J. Lauritzen backs G&O’s next growth phase 

J. Lauritzen A/S has taken a minority stake in G&O Maritime Group at a time when the group is accelerating both its growth and its technological development. The investment comes alongside G&O’s acquisition of Eltronic FuelTech and brings J. Lauritzen into the shareholder group alongside Polaris Private Equity. 

For Kristian V. Mørch, CEO of J. Lauritzen, the point is not to change G&O, but to back a business the company already knows and believes in. “We are not investing to change G&O’s direction. We are investing because we know the business, we believe in the management team and we are confident in the course the company is already on,” says Kristian V. Mørch. 

Backing a proven direction 

According to Kristian V. Mørch, G&O fits well with the way J. Lauritzen looks at investments in the maritime industry. He says J. Lauritzen wants to contribute more than capital, including industry knowledge and customer insight where it is useful. J. Lauritzen sees the investment as support for a Danish technology group with specialist expertise and international reach. 

“For us, it is not only about the financial case. We also need to see where we can contribute. In G&O, we understand the industry, the customers and the market, and that gives us a basis for being an active owner,” he says. 

More than a financial investor 

That maritime customer perspective is central to the investment case. In Kristian V. Mørch’s view, shipowners and yards are increasingly looking for suppliers that can help them improve energy efficiency, strengthen operational reliability and prepare for new fuels and future requirements. G&O’s acquisition of Eltronic FuelTech fits that wider development, with the transaction publicly presented as a strengthening of the group’s position in maritime fuel systems and green fuel readiness.  

“The maritime industry is entering a period where new technology and the green transition are becoming more commercially important. Shipowners are not investing only to meet regulation. Many of these solutions also deliver tangible improvements in efficiency, fuel consumption and payback time. That is exactly where G&O has built a strong position, and with FuelTech that position becomes even more interesting.” 

Kristian V. Mørch, CEO of J. Lauritzen

Customers want stronger supplier platforms 

Kristian V. Mørch also believes the investment reflects a broader change in the maritime supplier landscape. Customers increasingly prefer suppliers that can offer broader technical capabilities and support them across more markets. 

“From the customer side, there is a clear logic in bringing strong specialists together in larger platforms.
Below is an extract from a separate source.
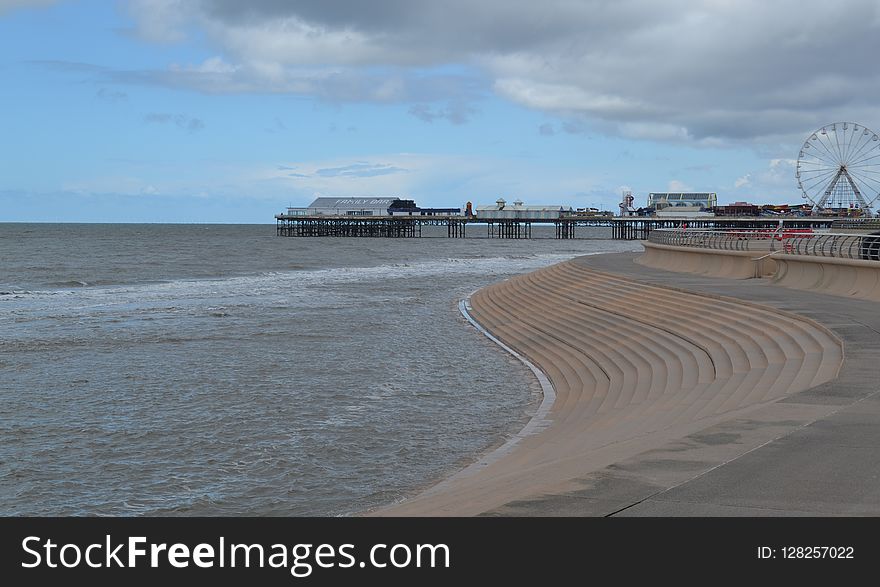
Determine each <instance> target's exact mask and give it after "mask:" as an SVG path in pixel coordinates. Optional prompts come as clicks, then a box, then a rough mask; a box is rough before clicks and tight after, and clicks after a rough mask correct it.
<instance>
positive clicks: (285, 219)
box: [275, 214, 615, 239]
For shipowners, it is attractive to work with suppliers that combine deep technical understanding, international reach and the ability to think across products and systems. That is part of what makes G&O relevant, and it is also part of the reason why we view the company’s journey so positively.” 

Confidence in scale and consolidation 

The transaction also points to a wider trend in maritime technology and aftermarket services, where scale, consolidation and the ability to offer customers more integrated support are becoming more important. Public statements around the deal have highlighted G&O’s continued expansion and the strengthening of its overall product portfolio and market position.  

For J. Lauritzen, that makes the investment more than a standalone transaction. It is also a way of engaging more directly in the part of the maritime industry where specialist technology, aftermarket services and the green transition are becoming stronger drivers of value creation. 

“We see G&O as a Danish technology group with strong international potential. It combines specialist know-how with a global presence and a clear understanding of where the market is moving. For us, this is an investment in a well-run business, but also in a direction for Danish maritime industry that we believe strongly in,” says Kristian V. Mørch.